Петр Петрович недоуменно прищурился. Внутренности мертвеца были затянуты тонкой, склизкой пленкой мерзкого грязно-серого цвета. В неровном свете масляных ламп ему примерещилось короткое, смазанное движение. Словно что-то проползло под странной пленкой и спряталось в гниющем нутре. Томазов осторожно попробовал пальцем. Пленка чуть подпружинила и порвалась, открыв кусок сине-зеленого легкого. Ничего подобного Томазов не встречал за двадцать лет практики и сейчас вдруг почувствовал давно позабытый профессиональный интерес. Во рту пересохло.

Он ободрал пленку, словно старую паутину, перепачкавшись тошнотворно воняющей жижей, и узрел новую странность. Органы мертвеца покрывали сотни черно-белых прожилок, напоминавших гигантскую плесень. Налет связывал сердце, желудок, печень, почки и легкие воедино, прорастая сквозь них и цепляясь за витки сизых кишок. Дряблые нити тянулись к мышцам и сухожилиям мертвеца. Непонятная и, чего уж греха таить, пугающая субстанция разрасталась от горла и вниз.

— Все хорошо? — Аграфена чутко уловила волнение доктора.

— Непонятный случай, — признался Томазов. — Это словно какая-то противоестественная нервная система. Похоже, мы на пороге открытия, черт побери!

— Петр Петрович, — укоризненно сморщилась Аграфена.

— Простите, сестра, — спохватился Томазов, совсем позабыв, где находится, и в следующее мгновение резко отдернулся. Белесый налет едва заметно запульсировал, жилы натянулись, и левую руку трупа свел мышечный спазм.

— Вы… вы видели? — с придыханием спросил доктор.

Сестра Аграфена молча кивнула, не сводя с мертвеца расширенных глаз.

— Феноменально. — Томазов зачем-то понизил голос до шепота. — Ни за что бы не поверил, не увидь я все сам.

Он снова заметил легкое движение под плотью трупа, внутри чавкнуло, и из месива вдруг показалась голова какого-то существа: белесого, мерзкого, покрытого слизью, слепого червя. Тварь высунулась примерно на палец из своего уютного гнездышка и закачалась из стороны в сторону, словно принюхиваясь. Крошечный беззубый рот открывался и закрывался. Червяк попытался спрятаться обратно в труп, но не тут-то было.

— А ну-ка, голубчик, постой. — Томазов схватил червя трясущимися от возбуждения пальцами и потянул на себя. На ощупь тварюшка была плотной и скользкой. Червяк растянулся на целый вершок и задергался, намертво застряв в теле.

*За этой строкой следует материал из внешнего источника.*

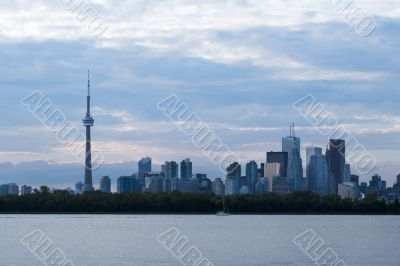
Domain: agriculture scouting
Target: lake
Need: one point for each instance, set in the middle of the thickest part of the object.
(222, 241)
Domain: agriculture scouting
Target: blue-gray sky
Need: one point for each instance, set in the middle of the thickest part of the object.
(240, 65)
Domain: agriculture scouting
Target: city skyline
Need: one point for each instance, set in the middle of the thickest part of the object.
(241, 76)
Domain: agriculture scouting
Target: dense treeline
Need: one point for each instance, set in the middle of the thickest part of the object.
(296, 203)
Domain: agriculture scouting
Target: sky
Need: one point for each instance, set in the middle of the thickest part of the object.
(239, 65)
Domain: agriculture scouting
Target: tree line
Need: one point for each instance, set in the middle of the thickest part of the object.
(42, 201)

И чем только держится, гад?

— Держите, сестра, — приказал Петр Петрович.

Аграфена ахнула и перехватила гибкое, тонкое тельце. Томазов кинулся к столику, забренчал инструментами, схватил пинцет, но проклятая железка выскользнула из рук и закатилась под соседнего мертвеца.

— Черт, черт. — Томазов упал на колени и зашарил под лавкой рукой.

— Петр Петрович, — дрожащим голосом позвала Аграфена.

— Минуту, сестра, — отмахнулся Томазов, увлеченно изучая находки. — Только не отпускайте!

— Петр Пет… — монахиня замолчала, и тут же за спиной резанул испуганный визг.

Томазов резко вскинулся, ударился затылком об лавку, обернулся и почувствовал, как глаза лезут на лоб. Вскрытый труп дергался и подскакивал, напрягая мышцы с жутким треском костей. Аграфена орала, забыв о черве и храбро пытаясь удержать труп на столе.

— Отойди, дура! — закричал Петр Петрович.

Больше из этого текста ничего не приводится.